Furieux toujours quand il décelait, dans un écrit sur la Résistance, des informations erronées. En préface de son ouvrage, "Combattants de la liberté", hors série d’ "Information Juive" paru en avril 1995 à l’occasion du cinquantenaire de la libération de la France, de la libération des camps et de la victoire sur le nazisme, il a écrit : "Il nous a été donné de constater une fois de plus, en préparant ces chroniques, les difficultés auxquelles on se heurte pour obtenir des renseignements précis. Démêler le vrai de l’approximatif, voire de l’inexact, n’est pas toujours chose aisée.

Trop d’informations sont erronées, qu’il s’agisse de l’état civil, des activités réellement menées, des circonstances de l’arrestation et de la mort. Trop souvent les archives – comme les ouvrages, articles, actes de colloques consacrés à la Résistance Juive, à la participation des juifs à la Résistance – sont entachés d’erreurs qui, reproduites, se trouvent amplifiées.

Les souvenirs des survivants, avec la fuite des années, sont assez fréquemment imprécis, pour ne pas parler de ceux arrangés, adaptés ; trop de personnes se proclament historiens sans être animés des connaissances et du sérieux dans la recherche qu’exige cette qualité".


Il avait, lui-même, rédigé en quelques lignes une biographie personnelle qu’il nous avait confié à ma soeur et à moi et qui a été lue à son enterrement.


C’était un père attentif et tendre

Père exemplaire, il s’inquiétait du bien être de ses enfants et de ses petits enfants, demandant toujours si nous avions besoin de son aide et nous gâtant beaucoup.

Jusqu’à ses derniers jours, il me disait encore : "Nora, tu sais que je peux t’aider si tu as des soucis d’argent. Surtout n’hésite pas". Et moi, je lui répondais par la négative en le remerciant tout en sachant que c’était lui maintenant qui avait besoin de moi - pas de mon argent car c’était quelqu’un de responsable qui a toujours gérer sa vie en bon père de famille - mais de ma présence, de mon attention.

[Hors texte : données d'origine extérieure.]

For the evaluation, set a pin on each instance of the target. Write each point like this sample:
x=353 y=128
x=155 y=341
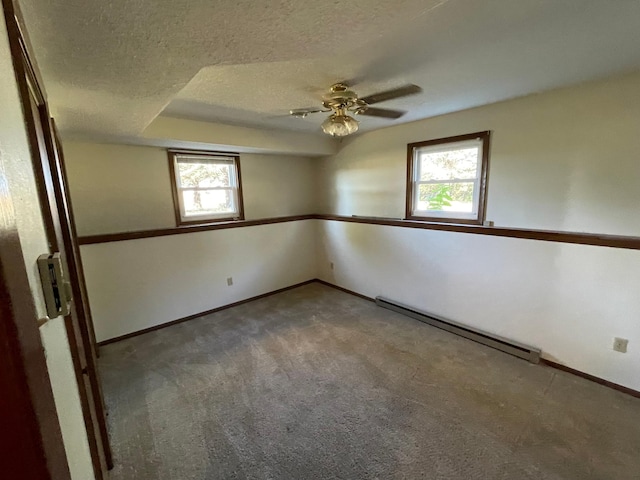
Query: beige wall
x=14 y=151
x=137 y=284
x=567 y=160
x=120 y=188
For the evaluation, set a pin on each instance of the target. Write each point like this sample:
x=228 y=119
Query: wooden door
x=61 y=235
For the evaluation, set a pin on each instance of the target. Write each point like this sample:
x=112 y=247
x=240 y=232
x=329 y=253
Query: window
x=206 y=187
x=446 y=179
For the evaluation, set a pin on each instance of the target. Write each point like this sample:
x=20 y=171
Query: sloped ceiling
x=111 y=67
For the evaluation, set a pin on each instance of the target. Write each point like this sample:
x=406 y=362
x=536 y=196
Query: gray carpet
x=314 y=383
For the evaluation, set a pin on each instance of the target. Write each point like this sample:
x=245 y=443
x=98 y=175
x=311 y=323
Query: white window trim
x=234 y=187
x=442 y=145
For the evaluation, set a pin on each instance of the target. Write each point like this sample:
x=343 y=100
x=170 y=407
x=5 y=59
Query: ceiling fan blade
x=303 y=112
x=382 y=112
x=391 y=94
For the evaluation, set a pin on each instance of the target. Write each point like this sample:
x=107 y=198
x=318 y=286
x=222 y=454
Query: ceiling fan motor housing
x=341 y=98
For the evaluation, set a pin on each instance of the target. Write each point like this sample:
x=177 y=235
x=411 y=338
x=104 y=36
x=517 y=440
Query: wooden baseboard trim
x=345 y=290
x=601 y=381
x=595 y=239
x=201 y=314
x=137 y=235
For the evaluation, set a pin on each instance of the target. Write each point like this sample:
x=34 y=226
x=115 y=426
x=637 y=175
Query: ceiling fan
x=341 y=101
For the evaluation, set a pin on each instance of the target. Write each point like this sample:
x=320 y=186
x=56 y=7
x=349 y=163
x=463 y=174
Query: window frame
x=176 y=190
x=484 y=138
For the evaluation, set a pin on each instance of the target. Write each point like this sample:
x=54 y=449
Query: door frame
x=31 y=443
x=52 y=191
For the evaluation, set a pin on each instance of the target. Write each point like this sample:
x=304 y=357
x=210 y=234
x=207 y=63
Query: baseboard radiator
x=508 y=346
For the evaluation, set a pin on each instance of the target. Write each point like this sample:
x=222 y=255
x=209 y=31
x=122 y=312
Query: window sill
x=445 y=221
x=205 y=222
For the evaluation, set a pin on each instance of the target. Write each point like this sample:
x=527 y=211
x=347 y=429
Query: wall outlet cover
x=620 y=344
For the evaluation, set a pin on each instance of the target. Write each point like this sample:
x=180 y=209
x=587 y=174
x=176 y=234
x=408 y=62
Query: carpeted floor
x=314 y=384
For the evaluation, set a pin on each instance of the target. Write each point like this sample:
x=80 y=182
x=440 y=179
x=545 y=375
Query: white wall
x=178 y=132
x=120 y=188
x=14 y=150
x=566 y=160
x=137 y=284
x=568 y=300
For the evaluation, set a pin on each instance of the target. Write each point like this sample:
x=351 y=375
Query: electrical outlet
x=620 y=344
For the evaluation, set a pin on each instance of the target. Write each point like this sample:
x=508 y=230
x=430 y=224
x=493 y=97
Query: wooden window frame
x=180 y=221
x=484 y=137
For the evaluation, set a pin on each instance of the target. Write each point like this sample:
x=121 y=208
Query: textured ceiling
x=111 y=67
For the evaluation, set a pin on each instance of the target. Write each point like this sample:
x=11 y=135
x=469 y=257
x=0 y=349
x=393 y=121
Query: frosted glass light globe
x=339 y=125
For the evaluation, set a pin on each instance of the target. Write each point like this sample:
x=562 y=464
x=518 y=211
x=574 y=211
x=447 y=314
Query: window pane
x=205 y=175
x=446 y=197
x=203 y=202
x=448 y=165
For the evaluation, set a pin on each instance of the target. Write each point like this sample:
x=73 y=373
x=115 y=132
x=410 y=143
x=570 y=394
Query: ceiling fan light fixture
x=338 y=125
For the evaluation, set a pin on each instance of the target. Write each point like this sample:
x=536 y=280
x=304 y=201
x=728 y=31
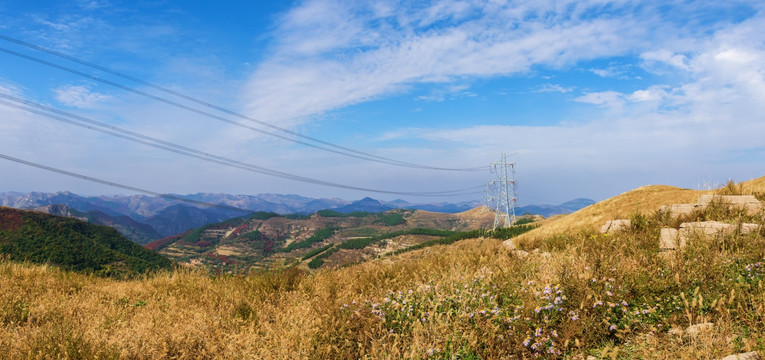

Mon père ne se plaignait jamais, ne demandait jamais rien. Très seul sans maman à la fin de sa vie, quand j’arrivais et que je lui demandais comment il allait, il me regardait avec son beau sourire et disait : "tu es là, je vais bien".

Il se savait proche de la fin, avait fini par l’accepter, conscient de son grand âge et s’étonnant d’être toujours en vie "à presque 100 ans", disait-il.

 

C’était un homme respectueux et affable, "juste quelqu’un de bien ".